Augusto Neves refuta acusações da UCID e acusa Monteiro de falta de escrúpulos e oportunismo eleitoral – c/vídeo

30/07/2020 14:58 - Modificado em 30/07/2020 17:14

O presidente da Câmara Municipal de São Vicente, Augusto Neves, refuta todas as acusações feitas pelo líder da UCID, em que este acusa a edilidade de São Vicente de todos os meses recorrer ao banco para empréstimos para poder efetuar os pagamentos de salários, a devolução das contas da câmara de 2017/2018 pelo Tribunal de Contas, bem como dívidas ao INPS, que deixa os trabalhadores sem cobertura.

Segundo Neves, o líder da UCID não tem moral para fazer acusações, considerando-o um “caloteiro e oportunista” que sem “nada para fazer em tempo de eleições”, faz acusações sem sentido e acusa-o de ser “especialista em contabilidade criativa”.

Para o edil mindelense, estas acusações em tempo de campanha eleitoral contra uma das “câmaras mais sérias do país e que mantém excelentes relações com todas as instituições do país”, é uma estratégia deste partido, para tentar atingir o bom nome e a transparência da edilidade.

Como prova do bom desempenho da câmara, Neves aponta toda a movimentação que a ilha conheceu nos últimos anos e uma execução orçamental que ultrapassa os 100%. Reconhece que a edilidade tem empréstimos bancários, no entanto “faz uma execução boa” das finanças e que negocia com várias empresas e instituições do país o ano inteiro, visto ter um orçamento que ultrapassa um milhão de escudos.

“Os empréstimos bancários têm dado uma forte dinâmica na ilha, trazendo vários postos de trabalho” informa Augusto Neves, alegando que o executivo camarário cumpre “rigorosamente com o pagamento das rendas bancárias e outros compromissos com as empresas”.
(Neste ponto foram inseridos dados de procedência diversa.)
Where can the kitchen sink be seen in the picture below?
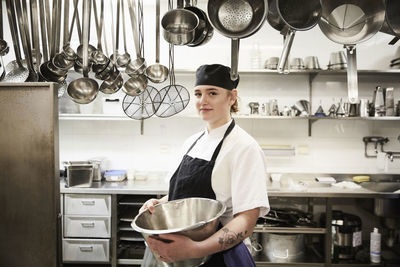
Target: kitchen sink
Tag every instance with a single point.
(381, 186)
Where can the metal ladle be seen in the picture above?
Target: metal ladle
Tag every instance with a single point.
(98, 57)
(4, 48)
(137, 66)
(17, 72)
(157, 73)
(24, 32)
(84, 90)
(65, 59)
(124, 59)
(80, 49)
(114, 57)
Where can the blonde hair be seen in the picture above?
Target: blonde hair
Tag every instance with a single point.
(235, 106)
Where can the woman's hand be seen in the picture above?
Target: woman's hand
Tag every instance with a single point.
(173, 248)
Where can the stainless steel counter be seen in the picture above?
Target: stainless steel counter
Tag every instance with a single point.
(151, 187)
(276, 189)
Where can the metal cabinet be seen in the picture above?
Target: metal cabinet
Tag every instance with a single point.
(86, 228)
(130, 244)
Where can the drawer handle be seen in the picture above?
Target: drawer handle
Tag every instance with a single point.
(88, 225)
(88, 202)
(86, 248)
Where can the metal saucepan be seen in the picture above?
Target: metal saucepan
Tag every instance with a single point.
(204, 30)
(350, 22)
(137, 66)
(4, 48)
(179, 25)
(157, 73)
(84, 90)
(26, 43)
(18, 73)
(125, 58)
(296, 15)
(236, 19)
(98, 57)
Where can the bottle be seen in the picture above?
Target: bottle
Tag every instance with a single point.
(375, 246)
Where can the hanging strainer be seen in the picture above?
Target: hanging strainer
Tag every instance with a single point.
(141, 106)
(173, 98)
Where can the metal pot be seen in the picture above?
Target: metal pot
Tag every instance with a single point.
(237, 19)
(196, 218)
(289, 16)
(350, 22)
(283, 247)
(179, 26)
(392, 20)
(204, 30)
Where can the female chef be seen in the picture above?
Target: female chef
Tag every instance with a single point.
(222, 162)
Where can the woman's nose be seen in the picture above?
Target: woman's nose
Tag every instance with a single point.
(203, 99)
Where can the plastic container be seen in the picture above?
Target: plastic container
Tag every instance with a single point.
(375, 246)
(115, 175)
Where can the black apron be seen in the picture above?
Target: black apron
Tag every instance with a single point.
(193, 179)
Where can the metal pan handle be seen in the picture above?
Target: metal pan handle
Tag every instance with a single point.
(286, 51)
(234, 58)
(352, 81)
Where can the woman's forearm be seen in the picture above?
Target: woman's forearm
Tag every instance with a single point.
(231, 234)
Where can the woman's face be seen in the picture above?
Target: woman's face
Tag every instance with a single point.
(213, 103)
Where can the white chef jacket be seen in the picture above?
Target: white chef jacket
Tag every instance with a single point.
(239, 176)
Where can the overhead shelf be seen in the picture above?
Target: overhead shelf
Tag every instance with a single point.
(292, 230)
(313, 118)
(328, 72)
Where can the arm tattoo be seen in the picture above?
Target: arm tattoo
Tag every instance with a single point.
(230, 238)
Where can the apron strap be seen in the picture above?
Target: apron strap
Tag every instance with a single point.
(190, 148)
(228, 131)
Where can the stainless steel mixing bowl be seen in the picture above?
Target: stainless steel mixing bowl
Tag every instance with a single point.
(196, 218)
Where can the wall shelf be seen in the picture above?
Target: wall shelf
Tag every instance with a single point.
(294, 230)
(257, 117)
(323, 71)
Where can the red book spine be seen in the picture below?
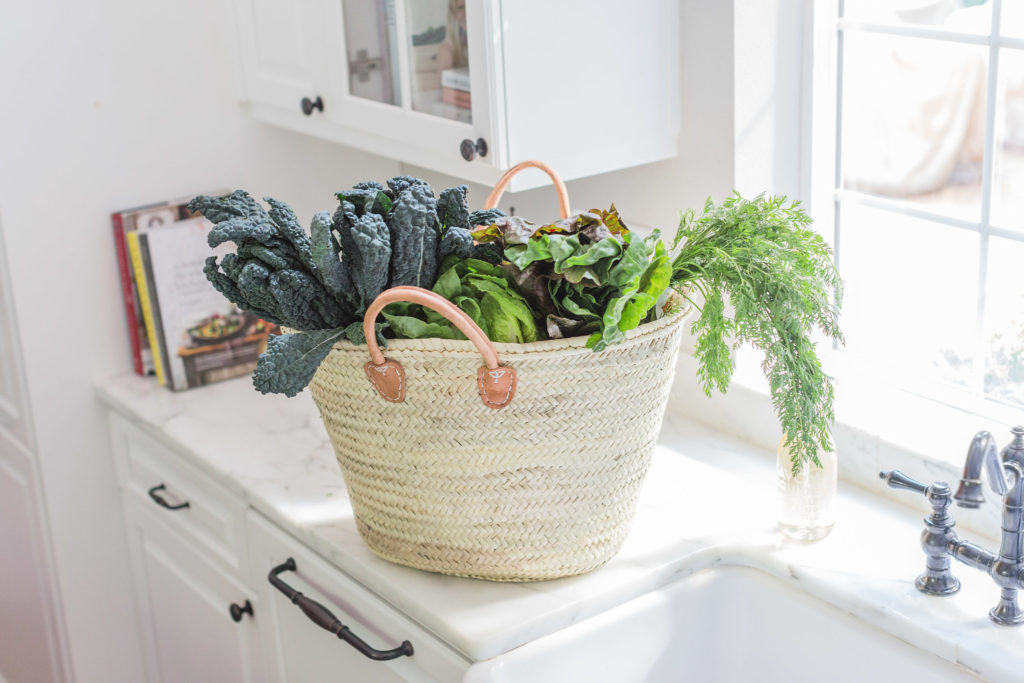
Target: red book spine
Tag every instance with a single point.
(128, 292)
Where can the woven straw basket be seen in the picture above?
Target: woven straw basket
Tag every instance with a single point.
(541, 486)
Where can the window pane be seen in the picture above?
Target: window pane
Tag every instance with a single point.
(962, 15)
(1012, 18)
(1008, 171)
(910, 301)
(913, 121)
(372, 51)
(438, 48)
(1005, 322)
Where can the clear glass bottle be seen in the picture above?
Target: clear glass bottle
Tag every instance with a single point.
(806, 499)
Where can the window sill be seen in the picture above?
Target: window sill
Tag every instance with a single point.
(878, 428)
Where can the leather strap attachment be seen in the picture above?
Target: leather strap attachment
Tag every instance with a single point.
(563, 196)
(496, 383)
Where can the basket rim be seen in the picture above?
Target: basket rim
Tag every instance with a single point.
(511, 348)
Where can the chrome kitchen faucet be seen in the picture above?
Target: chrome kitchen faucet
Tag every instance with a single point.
(1006, 476)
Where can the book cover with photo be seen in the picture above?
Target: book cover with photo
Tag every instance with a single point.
(126, 221)
(204, 337)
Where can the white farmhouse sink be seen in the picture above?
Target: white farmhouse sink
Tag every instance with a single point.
(725, 624)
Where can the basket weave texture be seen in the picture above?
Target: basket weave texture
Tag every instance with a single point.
(543, 488)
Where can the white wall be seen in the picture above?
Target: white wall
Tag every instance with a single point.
(120, 102)
(110, 104)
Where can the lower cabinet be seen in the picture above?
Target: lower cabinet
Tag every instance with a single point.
(207, 608)
(198, 623)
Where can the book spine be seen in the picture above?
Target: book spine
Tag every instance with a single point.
(128, 292)
(143, 296)
(391, 69)
(456, 97)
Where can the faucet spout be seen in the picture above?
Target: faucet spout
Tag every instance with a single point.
(982, 453)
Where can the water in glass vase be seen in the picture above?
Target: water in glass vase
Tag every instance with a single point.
(806, 499)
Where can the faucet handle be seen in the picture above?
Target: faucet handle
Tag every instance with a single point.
(981, 454)
(897, 479)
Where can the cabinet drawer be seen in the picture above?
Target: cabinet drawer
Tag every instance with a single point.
(298, 650)
(187, 500)
(198, 623)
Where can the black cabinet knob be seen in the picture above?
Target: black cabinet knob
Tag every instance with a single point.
(309, 104)
(238, 612)
(471, 150)
(159, 500)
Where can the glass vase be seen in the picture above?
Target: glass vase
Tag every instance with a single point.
(807, 498)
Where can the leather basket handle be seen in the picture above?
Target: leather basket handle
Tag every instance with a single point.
(496, 383)
(563, 196)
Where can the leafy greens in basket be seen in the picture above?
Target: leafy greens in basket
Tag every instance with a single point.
(758, 274)
(586, 274)
(321, 283)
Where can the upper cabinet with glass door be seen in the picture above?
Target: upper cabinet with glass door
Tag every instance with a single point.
(471, 87)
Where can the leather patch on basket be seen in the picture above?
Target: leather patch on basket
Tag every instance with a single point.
(388, 379)
(497, 386)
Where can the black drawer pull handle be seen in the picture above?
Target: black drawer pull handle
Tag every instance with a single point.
(159, 500)
(309, 105)
(323, 617)
(238, 612)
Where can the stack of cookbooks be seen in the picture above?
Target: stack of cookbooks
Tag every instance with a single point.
(180, 328)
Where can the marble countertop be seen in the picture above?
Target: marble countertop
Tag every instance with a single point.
(709, 500)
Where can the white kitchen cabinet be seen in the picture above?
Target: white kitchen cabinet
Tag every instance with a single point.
(588, 87)
(184, 605)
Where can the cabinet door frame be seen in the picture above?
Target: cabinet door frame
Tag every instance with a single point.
(409, 128)
(144, 527)
(285, 84)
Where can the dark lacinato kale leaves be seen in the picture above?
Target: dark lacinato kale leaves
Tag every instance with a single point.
(415, 232)
(327, 255)
(484, 217)
(291, 360)
(272, 272)
(218, 209)
(400, 183)
(453, 207)
(457, 241)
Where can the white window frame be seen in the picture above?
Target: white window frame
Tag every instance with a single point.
(823, 108)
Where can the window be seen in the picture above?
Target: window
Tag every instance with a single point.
(925, 173)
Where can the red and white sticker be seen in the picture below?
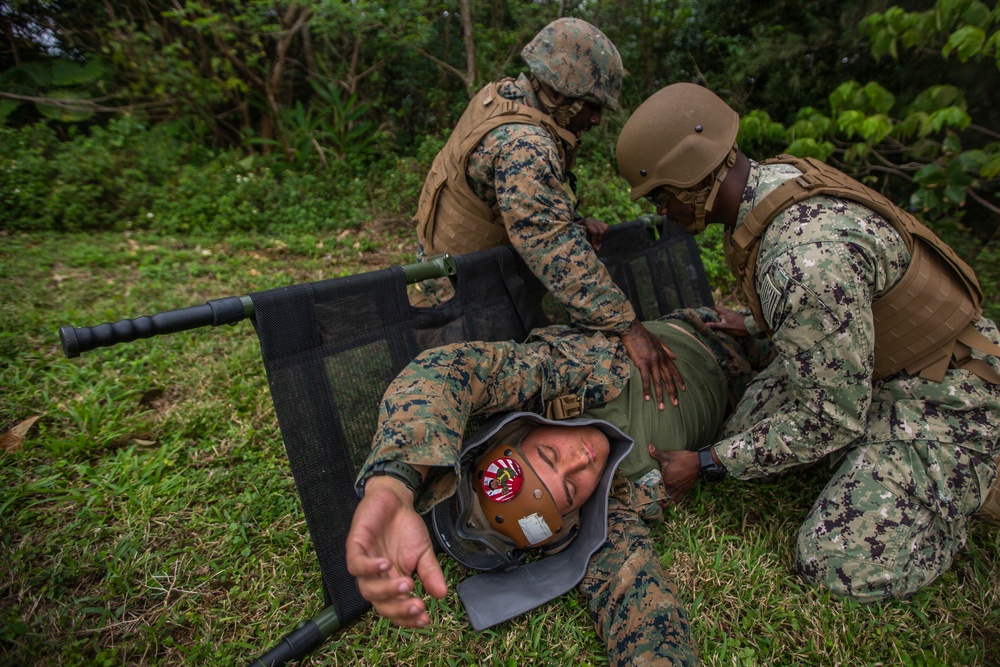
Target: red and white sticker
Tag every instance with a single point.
(502, 479)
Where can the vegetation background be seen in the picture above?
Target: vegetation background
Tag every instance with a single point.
(157, 154)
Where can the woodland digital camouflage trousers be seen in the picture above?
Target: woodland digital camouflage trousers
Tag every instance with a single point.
(630, 596)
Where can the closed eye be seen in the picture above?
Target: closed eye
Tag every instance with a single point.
(550, 455)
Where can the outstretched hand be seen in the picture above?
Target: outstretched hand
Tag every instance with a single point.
(655, 363)
(679, 470)
(388, 543)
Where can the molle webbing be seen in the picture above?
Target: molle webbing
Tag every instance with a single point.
(923, 324)
(450, 217)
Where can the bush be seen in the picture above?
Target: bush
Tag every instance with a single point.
(93, 181)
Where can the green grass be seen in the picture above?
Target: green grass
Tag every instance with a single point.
(149, 517)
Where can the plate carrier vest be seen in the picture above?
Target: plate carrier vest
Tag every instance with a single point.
(450, 217)
(923, 324)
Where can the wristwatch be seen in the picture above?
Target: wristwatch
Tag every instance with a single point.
(710, 470)
(404, 472)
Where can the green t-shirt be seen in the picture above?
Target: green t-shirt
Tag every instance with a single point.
(694, 423)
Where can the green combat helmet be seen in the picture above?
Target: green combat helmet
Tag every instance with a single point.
(577, 60)
(676, 138)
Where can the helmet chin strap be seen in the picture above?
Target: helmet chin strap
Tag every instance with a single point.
(704, 199)
(562, 114)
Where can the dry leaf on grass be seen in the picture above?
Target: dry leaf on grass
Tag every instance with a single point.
(12, 440)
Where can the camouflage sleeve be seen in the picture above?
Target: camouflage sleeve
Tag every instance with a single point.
(816, 290)
(424, 412)
(538, 214)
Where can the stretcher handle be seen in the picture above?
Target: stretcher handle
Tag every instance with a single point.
(228, 310)
(306, 638)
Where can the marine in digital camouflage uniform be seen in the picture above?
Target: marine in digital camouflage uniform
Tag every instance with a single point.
(913, 458)
(425, 411)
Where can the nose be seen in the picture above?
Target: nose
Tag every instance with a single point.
(579, 461)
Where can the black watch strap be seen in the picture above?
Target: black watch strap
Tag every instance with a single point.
(402, 471)
(709, 468)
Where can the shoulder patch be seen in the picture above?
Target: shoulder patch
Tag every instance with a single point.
(772, 296)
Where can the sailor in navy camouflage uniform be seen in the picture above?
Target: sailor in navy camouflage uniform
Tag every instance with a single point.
(913, 459)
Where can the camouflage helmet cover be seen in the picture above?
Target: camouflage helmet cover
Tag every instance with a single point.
(577, 60)
(676, 138)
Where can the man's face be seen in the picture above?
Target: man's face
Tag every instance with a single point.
(587, 117)
(570, 460)
(667, 204)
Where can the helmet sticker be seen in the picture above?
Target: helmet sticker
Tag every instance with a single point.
(502, 479)
(535, 529)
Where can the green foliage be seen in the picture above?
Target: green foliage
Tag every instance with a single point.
(62, 86)
(97, 180)
(332, 127)
(151, 511)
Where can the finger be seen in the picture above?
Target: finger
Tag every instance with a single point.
(360, 564)
(385, 589)
(658, 380)
(404, 612)
(644, 373)
(663, 458)
(431, 575)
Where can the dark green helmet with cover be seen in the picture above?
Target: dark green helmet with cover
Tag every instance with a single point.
(577, 60)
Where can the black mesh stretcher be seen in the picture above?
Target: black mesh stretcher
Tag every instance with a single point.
(331, 348)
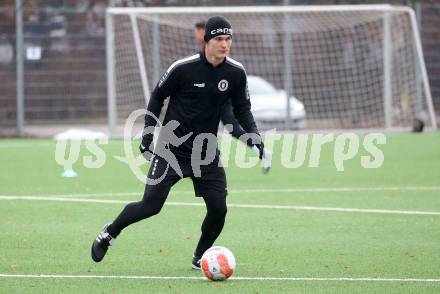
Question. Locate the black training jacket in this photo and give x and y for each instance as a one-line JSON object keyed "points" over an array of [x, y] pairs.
{"points": [[198, 94]]}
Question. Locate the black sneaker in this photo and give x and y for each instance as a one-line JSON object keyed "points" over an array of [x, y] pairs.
{"points": [[196, 263], [101, 244]]}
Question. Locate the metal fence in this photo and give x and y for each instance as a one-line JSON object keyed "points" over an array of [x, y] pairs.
{"points": [[64, 66]]}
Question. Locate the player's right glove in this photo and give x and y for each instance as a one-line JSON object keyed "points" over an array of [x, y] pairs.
{"points": [[265, 155], [146, 147]]}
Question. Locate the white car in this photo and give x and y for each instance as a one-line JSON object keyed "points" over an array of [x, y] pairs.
{"points": [[269, 105]]}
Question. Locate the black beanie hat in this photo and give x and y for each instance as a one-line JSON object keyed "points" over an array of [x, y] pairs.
{"points": [[216, 26]]}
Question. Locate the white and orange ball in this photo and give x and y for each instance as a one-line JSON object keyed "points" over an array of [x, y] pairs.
{"points": [[218, 263]]}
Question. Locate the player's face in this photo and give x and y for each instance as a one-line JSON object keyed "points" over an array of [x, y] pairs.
{"points": [[219, 46]]}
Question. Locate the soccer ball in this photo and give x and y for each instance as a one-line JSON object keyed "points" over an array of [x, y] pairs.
{"points": [[218, 263]]}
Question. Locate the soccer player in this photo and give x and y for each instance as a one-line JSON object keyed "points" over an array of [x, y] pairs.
{"points": [[198, 87], [227, 116]]}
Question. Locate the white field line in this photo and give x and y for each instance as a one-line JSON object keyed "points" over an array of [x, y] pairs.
{"points": [[264, 206], [259, 191], [342, 279]]}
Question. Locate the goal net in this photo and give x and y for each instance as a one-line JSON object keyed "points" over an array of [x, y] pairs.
{"points": [[357, 66]]}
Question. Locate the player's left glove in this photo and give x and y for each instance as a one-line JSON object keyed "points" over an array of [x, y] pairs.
{"points": [[265, 155], [259, 149]]}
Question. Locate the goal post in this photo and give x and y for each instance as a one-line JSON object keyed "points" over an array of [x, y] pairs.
{"points": [[352, 66]]}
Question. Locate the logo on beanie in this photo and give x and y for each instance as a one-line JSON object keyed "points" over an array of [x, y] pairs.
{"points": [[222, 31], [223, 85]]}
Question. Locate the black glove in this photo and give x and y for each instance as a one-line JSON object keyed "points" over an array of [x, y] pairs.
{"points": [[146, 147], [260, 148]]}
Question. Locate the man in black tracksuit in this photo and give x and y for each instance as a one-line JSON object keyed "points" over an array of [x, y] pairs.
{"points": [[199, 87]]}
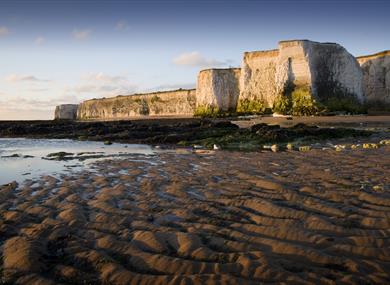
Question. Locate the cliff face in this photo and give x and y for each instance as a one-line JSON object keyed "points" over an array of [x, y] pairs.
{"points": [[335, 73], [376, 77], [319, 72], [178, 102], [66, 112], [328, 70], [257, 81], [218, 88]]}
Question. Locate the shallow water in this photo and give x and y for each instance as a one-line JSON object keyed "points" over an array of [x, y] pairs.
{"points": [[26, 167]]}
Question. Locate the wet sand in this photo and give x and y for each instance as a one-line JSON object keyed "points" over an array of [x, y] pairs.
{"points": [[316, 217]]}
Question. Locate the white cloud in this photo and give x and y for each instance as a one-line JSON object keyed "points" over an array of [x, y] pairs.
{"points": [[4, 31], [102, 85], [40, 41], [24, 78], [81, 34], [195, 59], [122, 25]]}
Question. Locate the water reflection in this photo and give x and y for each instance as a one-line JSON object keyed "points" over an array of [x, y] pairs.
{"points": [[22, 159]]}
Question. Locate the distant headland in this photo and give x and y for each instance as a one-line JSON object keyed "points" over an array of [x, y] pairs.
{"points": [[301, 77]]}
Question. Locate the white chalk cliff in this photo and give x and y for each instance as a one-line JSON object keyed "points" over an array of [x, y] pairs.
{"points": [[327, 70]]}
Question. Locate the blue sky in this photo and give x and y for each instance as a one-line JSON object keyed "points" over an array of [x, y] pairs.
{"points": [[59, 51]]}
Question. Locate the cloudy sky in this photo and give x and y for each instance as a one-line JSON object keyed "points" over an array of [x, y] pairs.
{"points": [[65, 51]]}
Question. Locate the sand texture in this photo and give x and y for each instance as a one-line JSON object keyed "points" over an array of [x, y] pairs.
{"points": [[316, 217]]}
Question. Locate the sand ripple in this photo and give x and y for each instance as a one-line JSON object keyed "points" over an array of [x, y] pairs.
{"points": [[320, 217]]}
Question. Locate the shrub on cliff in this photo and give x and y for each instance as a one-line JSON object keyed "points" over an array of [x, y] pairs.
{"points": [[303, 103], [282, 105], [254, 106], [206, 112]]}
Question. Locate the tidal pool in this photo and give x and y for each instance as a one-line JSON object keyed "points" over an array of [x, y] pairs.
{"points": [[22, 159]]}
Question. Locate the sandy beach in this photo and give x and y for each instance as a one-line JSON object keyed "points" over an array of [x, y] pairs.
{"points": [[204, 217]]}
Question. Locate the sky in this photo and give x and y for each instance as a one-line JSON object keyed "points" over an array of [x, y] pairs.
{"points": [[66, 51]]}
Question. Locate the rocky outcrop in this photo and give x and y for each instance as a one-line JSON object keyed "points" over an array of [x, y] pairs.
{"points": [[169, 103], [326, 69], [376, 77], [66, 112], [218, 88], [258, 75]]}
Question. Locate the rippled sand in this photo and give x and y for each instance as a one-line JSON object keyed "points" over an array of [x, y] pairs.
{"points": [[319, 217]]}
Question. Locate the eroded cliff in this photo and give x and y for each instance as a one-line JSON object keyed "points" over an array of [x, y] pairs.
{"points": [[169, 103], [218, 88], [376, 77], [66, 112], [327, 70]]}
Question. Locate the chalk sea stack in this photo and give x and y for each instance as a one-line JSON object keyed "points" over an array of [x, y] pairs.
{"points": [[298, 72]]}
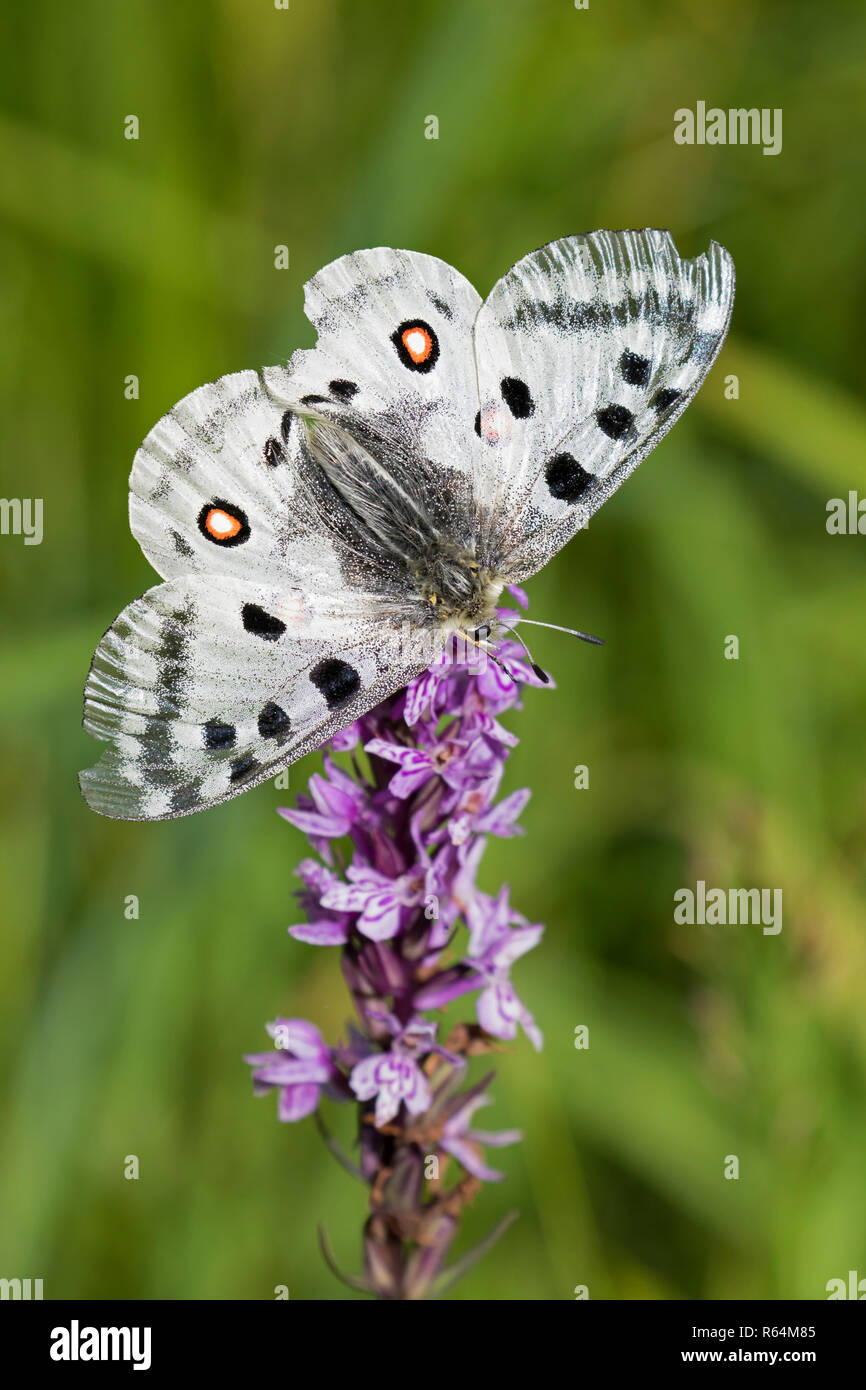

Defende que a Câmara de São Vicente, paga todos os meses o salário aos funcionários, não tendo falhado em nenhum momento e que durante o estado de emergência pagou na totalidade a todos os funcionários. “E nem pensamos na hipótese do lay-off, graças a estabilidade financeira desta câmara” destacou.

Com cerca de mil duzentos e cinquenta e seis funcionários (1.256), a CMSV é, para Augusto Neves, “uma das maiores instituições do país” e cumpre com todas as suas responsabilidades.

Portanto, não entende “como é possível falar da falência técnica de uma instituição que ajuda e apoia diariamente milhares de pessoas, e com obras em todos os cantos da ilha”.

Considera ainda que todo o desenvolvimento empreendido na ilha é “prova do grande trabalho, responsabilidade, transparência e seriedade que temos para com o município”.

Sendo esta uma câmara que “inspira confiança a todos os bancos, instituições, empresas e a população geral”.

Sobre as inspeções apontadas por António Monteiro, das Finanças e do Tribunal de Contas, Augusto Neves destaca a importância destas ações, assegurando que são “necessárias, salutares e de extrema importância, pois ajudam a melhorar o desempenho legal e organizacional das instituições e faz-se em todas as instituições públicas e privadas do país”, referindo ainda que não são feitas “para aproveitamento político em tempo de campanha”.

Sobre o atual líder da UCID, relembra que o próprio líder histórico desse partido o acusou de ser “caloteiro” e de nunca ter apresentado contas ao partido. Acusa-o de ser um ditador, promotor e incentivador de construções clandestinas e que, quando está em São Vicente, passa a vida a enganar as pessoas mais vulneráveis.